NEW DELHI (Reuters) - India’s ambition to become a major steel exporter could be disrupted by U.S. import curbs, Steel Minister Chaudhary Birender Singh said, underscoring the need for free trade.
“Our exports have increased substantially, about 40 percent growth during January to December (2017),” Singh told Reuters in an interview on Tuesday.
“What I foresee is that our exports are going to grow. In that case, these kind of disturbances should not take place.”
Last week, U.S. President Donald Trump set import tariffs of 25 percent on steel and 10 percent on aluminium, to come into force in 15 days, a disputed move that threatens to spiral into a trade war.
India’s stance, Singh said, will be to call for unrestricted trade and watch for responses from other steel-producing countries.

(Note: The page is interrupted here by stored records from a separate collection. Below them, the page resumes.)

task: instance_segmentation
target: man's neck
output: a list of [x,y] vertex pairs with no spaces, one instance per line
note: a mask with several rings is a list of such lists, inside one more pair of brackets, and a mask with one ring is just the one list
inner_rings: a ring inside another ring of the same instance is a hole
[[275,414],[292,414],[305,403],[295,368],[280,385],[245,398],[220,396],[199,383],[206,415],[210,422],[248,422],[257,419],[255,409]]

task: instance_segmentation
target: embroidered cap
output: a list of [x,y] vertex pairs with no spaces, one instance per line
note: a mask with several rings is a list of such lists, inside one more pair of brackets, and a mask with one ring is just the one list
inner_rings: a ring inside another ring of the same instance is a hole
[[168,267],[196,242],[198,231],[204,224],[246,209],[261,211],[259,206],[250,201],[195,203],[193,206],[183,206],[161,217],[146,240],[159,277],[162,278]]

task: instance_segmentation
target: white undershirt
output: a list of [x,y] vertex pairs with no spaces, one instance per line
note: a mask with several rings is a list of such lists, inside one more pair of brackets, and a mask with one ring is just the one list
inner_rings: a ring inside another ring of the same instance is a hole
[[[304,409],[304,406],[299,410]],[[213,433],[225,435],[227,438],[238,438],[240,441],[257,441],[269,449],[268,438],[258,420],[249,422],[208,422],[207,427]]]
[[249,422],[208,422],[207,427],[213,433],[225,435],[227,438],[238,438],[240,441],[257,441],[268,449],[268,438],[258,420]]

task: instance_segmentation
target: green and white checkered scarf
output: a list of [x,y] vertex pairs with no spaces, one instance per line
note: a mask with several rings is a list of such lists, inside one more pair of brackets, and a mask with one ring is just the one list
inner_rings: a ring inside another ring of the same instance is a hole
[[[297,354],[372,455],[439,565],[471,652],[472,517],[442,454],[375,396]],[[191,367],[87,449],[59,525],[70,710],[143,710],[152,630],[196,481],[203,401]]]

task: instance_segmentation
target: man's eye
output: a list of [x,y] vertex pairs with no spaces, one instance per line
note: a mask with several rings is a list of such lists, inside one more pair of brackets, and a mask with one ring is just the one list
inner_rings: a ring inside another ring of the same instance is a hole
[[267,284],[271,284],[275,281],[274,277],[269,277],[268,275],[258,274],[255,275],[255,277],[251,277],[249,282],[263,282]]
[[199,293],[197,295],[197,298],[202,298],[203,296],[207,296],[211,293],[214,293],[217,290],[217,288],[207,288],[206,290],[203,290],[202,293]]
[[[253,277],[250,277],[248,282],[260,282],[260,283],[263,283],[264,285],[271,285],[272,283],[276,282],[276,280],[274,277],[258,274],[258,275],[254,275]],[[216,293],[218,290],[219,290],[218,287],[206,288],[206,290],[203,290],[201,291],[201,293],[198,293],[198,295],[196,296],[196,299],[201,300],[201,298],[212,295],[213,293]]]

“We can’t remain in isolation,” Singh said, adding it had similar interests to those of other steel-producing countries.
“We are not exactly in wait and watch mode but the pace and intention of the other steel producing countries should also be watched closely.”
According to a Feb. 22 note prepared by the steel ministry, India expects a loss of $130 million due to the U.S. import tariffs, which accounts for just 5 percent of the country’s total steel exports.
India was already expecting a 6 percent fall to 333,656 tonnes in exports to the United States for 2017/18, it said.